In Holly Yanco's office, robots of every sort--windup, stuffed, and model, ranging from C-3PO to Bender--vie for space with the hundreds of brightly colored Pez dispensers that line the three crowded shelves, the counters, and the top of the whiteboard.

Nestled among the toys is a small, worn wheel, slightly larger than a doughnut. Yanco, who directs the robotics lab at the University of Massachusetts, Lowell, holds it up. "This is the end of my thesis," she says with a chuckle. As a doctoral candidate at MIT in the late 1990s, Yanco developed a robotic wheelchair she called "Wheelesley." (She'd started working on it as a visiting lecturer at Wellesley, her alma mater.) Wheelesley's stereo vision system and distance sensors allow it to automatically identify and navigate around obstacles such as poles and steep drop-offs like curbs or stairs."I was testing the robot over by Building 34, and the castor just cracked," she recalls. "This was about a week before my defense." A fellow grad student helped her push the wheelchair back across campus, and she found a vendor to overnight a replacement part. She keeps the cracked wheel on the shelf to remind her students that technical difficulties encountered by doctoral candidates--and obstacles faced by people with mobility issues--are part of life. But it's also a reminder that such problems can be overcome.

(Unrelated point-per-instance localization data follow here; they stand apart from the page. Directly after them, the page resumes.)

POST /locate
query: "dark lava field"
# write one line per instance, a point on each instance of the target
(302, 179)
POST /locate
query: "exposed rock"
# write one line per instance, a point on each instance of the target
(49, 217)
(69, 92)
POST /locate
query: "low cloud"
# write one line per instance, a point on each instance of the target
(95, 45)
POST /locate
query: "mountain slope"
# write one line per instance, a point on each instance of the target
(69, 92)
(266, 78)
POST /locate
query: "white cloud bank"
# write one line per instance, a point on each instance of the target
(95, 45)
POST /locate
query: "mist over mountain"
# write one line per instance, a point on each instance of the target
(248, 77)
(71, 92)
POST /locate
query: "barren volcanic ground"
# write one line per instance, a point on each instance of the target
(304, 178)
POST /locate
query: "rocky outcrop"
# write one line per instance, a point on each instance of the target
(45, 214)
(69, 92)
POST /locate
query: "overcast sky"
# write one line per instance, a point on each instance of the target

Yanco's no-nonsense approach has served her well in her effort to develop both robotic aids for people with disabilities and remote-controlled robots that can help do such things as look for disaster survivors. Both kinds of robots, Yanco says, require intuitive user controls, sophisticated sensors, and intelligent mapping capabilities. And to increase the chances that such robots will be truly useful outside the lab, she thinks carefully about finding the right balance between human control and robot autonomy.

"When you're driving down the street, there are a lot of things you do with small corrections that you don't even think about," she explains. "You're thinking about the higher level--do I need to turn at the next intersection. But when you have someone in a wheelchair who has trouble with fine motor control, all of the really tiny controls are just as much effort as the large controls. If you can ... just have them think about the larger stuff, it can make it easier for them to drive the chair." For example, Yanco says, a wheelchair user who wants to go to a room on the third floor of a hotel should need only to say the room number, and the robot should be able to manage each smaller step: going from the lobby to the elevator, pushing the elevator button, entering the elevator, pushing the floor button, finding the room, opening the door, and entering.

Yanco soldered her first robot at a computer camp the summer after eighth grade. As kids, she and her brother, now a math teacher, played whatever video games they could get their hands on; when Pac-Man got too easy, they played it with their feet. At Wellesley, she double-majored in philosophy and computer science and took advantage of the opportunity to cross-register at MIT, where she took classes in electrical engineering and computer vision; she ultimately completed her undergraduate thesis under an MIT advisor.